Evading Deepfake-Image Detectors with White- and Black-Box Attacks
- URL: http://arxiv.org/abs/2004.00622v1
- Date: Wed, 1 Apr 2020 17:59:59 GMT
- Title: Evading Deepfake-Image Detectors with White- and Black-Box Attacks
- Authors: Nicholas Carlini, Hany Farid
- Abstract summary: We show that a popular forensic approach trains a neural network to distinguish real from synthetic content.
We develop five attack case studies on a state-of-the-art classifier that achieves an area under the ROC curve (AUC) of 0.95 on almost all existing image generators.
We also develop a black-box attack that, with no access to the target classifier, reduces the AUC to 0.22.
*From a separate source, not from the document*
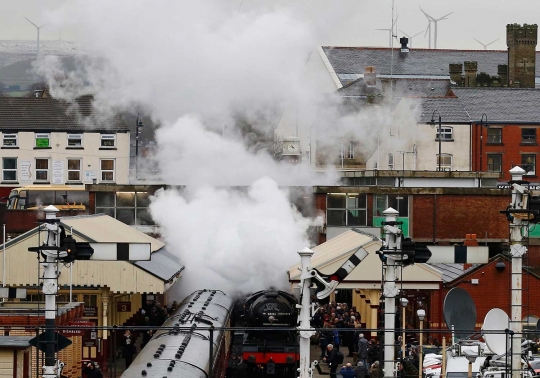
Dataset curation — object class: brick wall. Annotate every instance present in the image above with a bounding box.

- Score: 75.13740810603686
- License: http://arxiv.org/licenses/nonexclusive-distrib/1.0/
- Abstract: It is now possible to synthesize highly realistic images of people who don't
exist. Such content has, for example, been implicated in the creation of
fraudulent social-media profiles responsible for dis-information campaigns.
Significant efforts are, therefore, being deployed to detect
synthetically-generated content. One popular forensic approach trains a neural
network to distinguish real from synthetic content.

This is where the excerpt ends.